Discussion List Archives

[Date Prev][Date Next][Thread Prev][Thread Next][Date Index][Thread Index]

Re: Draft namespace recommendations

Dear Colleagues,

   I think it is unrealistic to expect users not to mix multiple domains 
in a single
CIF.   One of the virtues of the current prefix mechanism is that is permits
mixing of multiple prefixes in the same CIF, and I believe a similar benefit
would come from allowing the mixing of namespaces.

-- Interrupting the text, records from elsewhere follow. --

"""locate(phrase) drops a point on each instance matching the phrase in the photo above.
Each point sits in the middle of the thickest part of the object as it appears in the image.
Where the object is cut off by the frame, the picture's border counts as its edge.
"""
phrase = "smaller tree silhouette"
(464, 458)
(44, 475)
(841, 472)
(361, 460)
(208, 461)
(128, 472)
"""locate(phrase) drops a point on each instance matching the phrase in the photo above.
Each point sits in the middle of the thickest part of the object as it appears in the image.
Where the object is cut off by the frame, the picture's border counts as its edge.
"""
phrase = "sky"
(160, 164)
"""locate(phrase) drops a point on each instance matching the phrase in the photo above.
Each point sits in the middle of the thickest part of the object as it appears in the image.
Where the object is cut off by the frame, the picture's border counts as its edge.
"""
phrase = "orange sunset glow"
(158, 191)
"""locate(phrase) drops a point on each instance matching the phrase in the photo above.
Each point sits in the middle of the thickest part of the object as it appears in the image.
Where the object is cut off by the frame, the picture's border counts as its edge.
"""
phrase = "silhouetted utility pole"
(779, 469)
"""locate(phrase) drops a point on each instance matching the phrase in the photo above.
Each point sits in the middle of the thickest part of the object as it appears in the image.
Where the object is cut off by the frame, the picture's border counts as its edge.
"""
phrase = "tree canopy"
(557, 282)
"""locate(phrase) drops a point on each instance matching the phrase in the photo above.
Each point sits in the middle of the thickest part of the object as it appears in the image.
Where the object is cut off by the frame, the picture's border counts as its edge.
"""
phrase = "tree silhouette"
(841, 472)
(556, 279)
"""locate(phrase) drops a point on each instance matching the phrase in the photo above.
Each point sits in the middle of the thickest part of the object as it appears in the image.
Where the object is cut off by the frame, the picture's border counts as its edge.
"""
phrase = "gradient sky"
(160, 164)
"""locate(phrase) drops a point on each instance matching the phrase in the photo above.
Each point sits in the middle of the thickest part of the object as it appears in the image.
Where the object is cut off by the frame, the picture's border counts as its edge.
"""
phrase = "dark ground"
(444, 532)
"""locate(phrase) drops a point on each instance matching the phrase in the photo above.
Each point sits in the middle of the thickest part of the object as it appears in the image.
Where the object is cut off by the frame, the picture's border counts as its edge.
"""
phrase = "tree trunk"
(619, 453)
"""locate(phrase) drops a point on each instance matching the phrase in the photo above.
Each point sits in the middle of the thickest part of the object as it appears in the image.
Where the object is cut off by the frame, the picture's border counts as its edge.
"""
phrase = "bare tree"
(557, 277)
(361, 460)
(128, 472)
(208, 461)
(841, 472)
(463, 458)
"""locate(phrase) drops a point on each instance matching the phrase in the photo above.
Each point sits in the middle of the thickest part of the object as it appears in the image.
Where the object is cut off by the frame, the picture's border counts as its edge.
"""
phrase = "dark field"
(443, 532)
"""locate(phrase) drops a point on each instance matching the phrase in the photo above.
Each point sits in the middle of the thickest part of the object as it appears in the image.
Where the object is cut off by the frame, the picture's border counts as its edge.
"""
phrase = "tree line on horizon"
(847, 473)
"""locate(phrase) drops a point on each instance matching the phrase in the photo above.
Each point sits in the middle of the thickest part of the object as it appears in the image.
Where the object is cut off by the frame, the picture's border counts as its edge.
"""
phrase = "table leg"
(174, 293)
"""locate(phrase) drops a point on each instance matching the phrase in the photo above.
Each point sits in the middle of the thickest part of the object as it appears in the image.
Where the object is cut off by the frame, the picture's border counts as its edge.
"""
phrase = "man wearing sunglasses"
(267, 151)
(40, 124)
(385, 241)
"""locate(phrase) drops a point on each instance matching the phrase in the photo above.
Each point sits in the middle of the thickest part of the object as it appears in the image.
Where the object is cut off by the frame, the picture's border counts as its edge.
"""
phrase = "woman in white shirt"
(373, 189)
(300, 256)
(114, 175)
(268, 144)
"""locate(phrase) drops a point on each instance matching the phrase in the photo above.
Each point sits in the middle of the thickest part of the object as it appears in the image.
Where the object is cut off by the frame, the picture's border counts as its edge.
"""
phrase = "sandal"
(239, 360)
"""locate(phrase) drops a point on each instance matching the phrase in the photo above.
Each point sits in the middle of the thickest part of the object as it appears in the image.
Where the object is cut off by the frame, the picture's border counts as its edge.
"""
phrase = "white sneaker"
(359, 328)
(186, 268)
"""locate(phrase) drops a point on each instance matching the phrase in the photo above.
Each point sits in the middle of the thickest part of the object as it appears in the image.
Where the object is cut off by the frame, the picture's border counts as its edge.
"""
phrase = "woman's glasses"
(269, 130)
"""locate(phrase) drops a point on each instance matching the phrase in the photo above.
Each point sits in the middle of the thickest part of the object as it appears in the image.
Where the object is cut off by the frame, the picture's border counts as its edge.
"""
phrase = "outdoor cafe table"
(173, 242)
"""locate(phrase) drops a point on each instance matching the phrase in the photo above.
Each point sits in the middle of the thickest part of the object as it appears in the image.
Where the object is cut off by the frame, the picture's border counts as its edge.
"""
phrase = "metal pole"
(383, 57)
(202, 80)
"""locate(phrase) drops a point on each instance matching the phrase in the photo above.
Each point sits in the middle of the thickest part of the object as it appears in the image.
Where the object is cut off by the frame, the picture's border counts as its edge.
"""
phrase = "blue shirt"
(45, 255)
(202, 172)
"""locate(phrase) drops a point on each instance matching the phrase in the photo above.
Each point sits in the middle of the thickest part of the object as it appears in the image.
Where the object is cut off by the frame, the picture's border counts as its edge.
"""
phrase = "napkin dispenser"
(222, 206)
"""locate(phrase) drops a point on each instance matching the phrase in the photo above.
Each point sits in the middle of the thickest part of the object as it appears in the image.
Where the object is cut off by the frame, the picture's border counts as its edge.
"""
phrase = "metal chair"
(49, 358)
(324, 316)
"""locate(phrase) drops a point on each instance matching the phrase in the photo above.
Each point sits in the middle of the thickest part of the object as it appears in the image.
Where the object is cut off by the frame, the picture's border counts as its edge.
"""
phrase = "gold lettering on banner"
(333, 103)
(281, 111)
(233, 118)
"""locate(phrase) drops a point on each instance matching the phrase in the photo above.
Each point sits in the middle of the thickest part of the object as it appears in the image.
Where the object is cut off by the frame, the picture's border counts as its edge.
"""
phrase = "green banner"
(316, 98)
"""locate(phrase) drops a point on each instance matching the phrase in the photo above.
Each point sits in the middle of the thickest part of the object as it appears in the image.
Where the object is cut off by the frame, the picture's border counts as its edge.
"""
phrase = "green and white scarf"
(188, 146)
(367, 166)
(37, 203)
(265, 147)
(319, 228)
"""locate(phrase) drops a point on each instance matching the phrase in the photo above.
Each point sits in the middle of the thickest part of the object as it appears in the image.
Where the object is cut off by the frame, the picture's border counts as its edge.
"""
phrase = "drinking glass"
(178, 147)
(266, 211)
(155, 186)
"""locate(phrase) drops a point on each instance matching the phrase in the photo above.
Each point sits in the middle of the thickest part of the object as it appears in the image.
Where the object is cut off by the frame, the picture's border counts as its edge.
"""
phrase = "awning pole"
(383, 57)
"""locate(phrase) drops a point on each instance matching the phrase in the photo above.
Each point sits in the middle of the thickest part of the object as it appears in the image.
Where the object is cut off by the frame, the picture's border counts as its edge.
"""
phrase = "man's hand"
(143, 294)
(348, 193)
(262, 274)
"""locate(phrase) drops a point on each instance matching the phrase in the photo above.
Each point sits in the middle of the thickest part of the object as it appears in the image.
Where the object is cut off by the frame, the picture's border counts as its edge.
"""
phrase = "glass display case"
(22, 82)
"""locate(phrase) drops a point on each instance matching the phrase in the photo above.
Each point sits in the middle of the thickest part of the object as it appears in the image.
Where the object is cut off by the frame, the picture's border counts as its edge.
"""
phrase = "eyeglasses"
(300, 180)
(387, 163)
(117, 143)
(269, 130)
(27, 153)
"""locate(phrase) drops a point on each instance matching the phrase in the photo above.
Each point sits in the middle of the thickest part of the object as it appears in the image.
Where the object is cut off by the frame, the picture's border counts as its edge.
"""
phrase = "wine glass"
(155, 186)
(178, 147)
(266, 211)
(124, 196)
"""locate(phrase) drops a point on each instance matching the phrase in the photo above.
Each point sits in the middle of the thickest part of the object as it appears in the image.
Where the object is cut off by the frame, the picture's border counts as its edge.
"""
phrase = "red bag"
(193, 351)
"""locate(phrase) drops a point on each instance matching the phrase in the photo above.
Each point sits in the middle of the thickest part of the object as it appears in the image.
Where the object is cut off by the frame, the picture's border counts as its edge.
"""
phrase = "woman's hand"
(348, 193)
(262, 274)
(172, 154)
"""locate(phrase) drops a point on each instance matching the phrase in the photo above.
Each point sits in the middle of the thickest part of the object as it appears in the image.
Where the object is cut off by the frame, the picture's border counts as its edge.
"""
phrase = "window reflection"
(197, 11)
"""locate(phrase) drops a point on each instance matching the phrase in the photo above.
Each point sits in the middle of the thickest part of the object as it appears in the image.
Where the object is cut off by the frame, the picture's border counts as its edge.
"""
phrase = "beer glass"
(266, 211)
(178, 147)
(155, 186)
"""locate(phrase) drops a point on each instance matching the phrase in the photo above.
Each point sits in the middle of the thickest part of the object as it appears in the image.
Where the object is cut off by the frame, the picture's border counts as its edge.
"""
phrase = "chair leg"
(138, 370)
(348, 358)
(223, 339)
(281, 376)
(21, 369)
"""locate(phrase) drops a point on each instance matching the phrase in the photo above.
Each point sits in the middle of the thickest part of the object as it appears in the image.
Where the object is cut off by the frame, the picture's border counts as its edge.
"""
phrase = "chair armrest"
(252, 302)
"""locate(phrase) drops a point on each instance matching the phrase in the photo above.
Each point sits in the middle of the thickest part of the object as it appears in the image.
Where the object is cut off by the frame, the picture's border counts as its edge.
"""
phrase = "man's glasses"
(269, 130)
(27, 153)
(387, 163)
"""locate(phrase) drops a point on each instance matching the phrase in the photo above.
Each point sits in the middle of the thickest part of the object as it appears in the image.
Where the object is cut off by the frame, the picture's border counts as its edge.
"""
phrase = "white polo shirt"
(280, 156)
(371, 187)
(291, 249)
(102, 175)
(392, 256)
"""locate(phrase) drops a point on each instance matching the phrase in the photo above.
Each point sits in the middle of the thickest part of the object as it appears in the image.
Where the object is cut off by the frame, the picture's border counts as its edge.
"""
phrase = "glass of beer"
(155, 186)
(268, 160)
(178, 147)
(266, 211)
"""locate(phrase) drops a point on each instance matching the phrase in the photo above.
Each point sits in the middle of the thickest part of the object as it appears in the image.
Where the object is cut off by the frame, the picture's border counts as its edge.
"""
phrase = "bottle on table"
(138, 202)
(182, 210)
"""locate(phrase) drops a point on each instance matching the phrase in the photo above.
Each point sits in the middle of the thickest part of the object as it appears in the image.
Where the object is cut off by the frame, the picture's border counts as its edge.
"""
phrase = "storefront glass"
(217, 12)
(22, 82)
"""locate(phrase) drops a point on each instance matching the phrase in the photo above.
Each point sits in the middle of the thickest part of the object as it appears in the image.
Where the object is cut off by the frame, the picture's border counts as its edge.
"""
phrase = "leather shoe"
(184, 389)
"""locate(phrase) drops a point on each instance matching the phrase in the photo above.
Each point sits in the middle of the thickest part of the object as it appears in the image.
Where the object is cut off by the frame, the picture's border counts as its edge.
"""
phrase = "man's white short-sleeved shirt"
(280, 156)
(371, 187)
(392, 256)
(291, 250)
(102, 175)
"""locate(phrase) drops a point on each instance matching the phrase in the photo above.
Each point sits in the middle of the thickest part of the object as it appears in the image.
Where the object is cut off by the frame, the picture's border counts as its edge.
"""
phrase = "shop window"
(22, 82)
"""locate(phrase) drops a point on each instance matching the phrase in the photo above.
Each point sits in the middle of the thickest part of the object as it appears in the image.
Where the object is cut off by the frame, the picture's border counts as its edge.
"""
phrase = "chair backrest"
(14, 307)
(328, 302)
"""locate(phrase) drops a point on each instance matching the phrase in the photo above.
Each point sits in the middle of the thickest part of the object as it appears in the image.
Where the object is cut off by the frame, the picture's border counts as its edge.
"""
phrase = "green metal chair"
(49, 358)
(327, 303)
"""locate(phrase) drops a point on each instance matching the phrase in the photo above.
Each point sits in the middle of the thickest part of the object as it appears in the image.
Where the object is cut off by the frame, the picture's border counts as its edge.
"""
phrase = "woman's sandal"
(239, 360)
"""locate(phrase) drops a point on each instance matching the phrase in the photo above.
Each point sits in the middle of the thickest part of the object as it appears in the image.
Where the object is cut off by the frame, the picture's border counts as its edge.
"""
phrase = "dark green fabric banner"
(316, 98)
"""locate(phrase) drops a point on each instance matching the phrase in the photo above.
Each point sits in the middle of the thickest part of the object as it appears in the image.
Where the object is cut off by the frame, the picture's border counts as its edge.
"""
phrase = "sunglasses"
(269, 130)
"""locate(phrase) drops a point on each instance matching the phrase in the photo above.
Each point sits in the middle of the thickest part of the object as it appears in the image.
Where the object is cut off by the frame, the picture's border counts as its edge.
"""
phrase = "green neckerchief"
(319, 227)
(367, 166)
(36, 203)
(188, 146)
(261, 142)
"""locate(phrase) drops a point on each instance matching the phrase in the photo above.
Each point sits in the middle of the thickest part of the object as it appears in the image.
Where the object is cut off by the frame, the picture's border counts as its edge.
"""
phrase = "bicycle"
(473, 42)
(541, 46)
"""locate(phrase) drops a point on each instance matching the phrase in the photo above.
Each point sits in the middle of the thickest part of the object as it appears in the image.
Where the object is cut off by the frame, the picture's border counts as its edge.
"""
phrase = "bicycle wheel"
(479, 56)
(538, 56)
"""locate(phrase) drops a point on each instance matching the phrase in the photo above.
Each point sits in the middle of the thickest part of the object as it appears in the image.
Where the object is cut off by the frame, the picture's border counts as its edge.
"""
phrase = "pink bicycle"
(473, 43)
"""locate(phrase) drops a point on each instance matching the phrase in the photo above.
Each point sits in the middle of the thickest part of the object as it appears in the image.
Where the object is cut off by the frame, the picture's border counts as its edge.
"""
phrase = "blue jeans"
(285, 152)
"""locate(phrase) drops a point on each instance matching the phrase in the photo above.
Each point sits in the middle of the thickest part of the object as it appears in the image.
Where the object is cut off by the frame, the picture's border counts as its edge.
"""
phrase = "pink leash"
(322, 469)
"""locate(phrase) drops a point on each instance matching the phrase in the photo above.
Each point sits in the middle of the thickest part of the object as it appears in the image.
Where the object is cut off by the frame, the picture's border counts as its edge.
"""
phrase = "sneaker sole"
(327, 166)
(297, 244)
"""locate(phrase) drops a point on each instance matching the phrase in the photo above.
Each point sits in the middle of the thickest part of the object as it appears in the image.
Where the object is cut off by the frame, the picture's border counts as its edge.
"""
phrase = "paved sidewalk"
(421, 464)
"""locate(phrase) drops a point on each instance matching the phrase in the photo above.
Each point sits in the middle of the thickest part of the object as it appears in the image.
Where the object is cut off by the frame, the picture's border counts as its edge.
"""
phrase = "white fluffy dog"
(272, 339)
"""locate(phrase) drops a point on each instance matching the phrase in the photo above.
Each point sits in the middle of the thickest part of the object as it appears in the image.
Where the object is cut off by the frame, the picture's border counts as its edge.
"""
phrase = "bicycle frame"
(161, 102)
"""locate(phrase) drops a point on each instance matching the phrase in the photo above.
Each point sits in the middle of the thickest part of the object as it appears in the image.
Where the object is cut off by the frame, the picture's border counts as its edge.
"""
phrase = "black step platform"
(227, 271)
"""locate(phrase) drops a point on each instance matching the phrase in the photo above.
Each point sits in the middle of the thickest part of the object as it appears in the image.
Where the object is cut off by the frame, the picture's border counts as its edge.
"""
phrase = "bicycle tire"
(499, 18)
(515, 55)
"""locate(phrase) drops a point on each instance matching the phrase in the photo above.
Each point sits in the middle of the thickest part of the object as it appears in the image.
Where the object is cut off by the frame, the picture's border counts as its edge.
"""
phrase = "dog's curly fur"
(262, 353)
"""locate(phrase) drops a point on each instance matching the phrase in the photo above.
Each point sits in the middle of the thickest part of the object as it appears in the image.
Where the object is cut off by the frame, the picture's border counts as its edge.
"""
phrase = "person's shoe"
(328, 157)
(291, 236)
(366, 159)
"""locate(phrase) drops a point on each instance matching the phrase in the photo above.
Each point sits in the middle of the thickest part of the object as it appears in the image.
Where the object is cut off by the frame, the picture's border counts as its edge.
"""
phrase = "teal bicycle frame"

   I don't understand John B.'s  comment that  "The CIF domain proposal, on
the other hand, is not intended to bind CIF instance documents or 
data names directly to particular dictionaries."  If there are not
going to be particular dictionaries involved, where will the 
tags be?   How will anybody know what a particular tag means if we are not
going to refer particular tags back to particular dictionaries?  I am 
missing something here.

   I disagree strongly with the assertion that "adopting the proposal 
should have
little or no practical  effect on current CIF uses, dictionaries, or 
software."  As
soon as somebody does a mixed experiment drawing on information from
dictionaries in other disciplines we will have to deal with this.
It is best to plan ahead for the likely use cases.  If what John B. seem 
to be
saying we intend to create a system of conflicting tag names and not to 
a way to disambiguate them on a fine grain level.  That is a bit like 
saying that
we will permit English books and French books, but we will not permit an
English book that uses some French words or a French book that
uses some English words.   I don't see what is gained by this approach.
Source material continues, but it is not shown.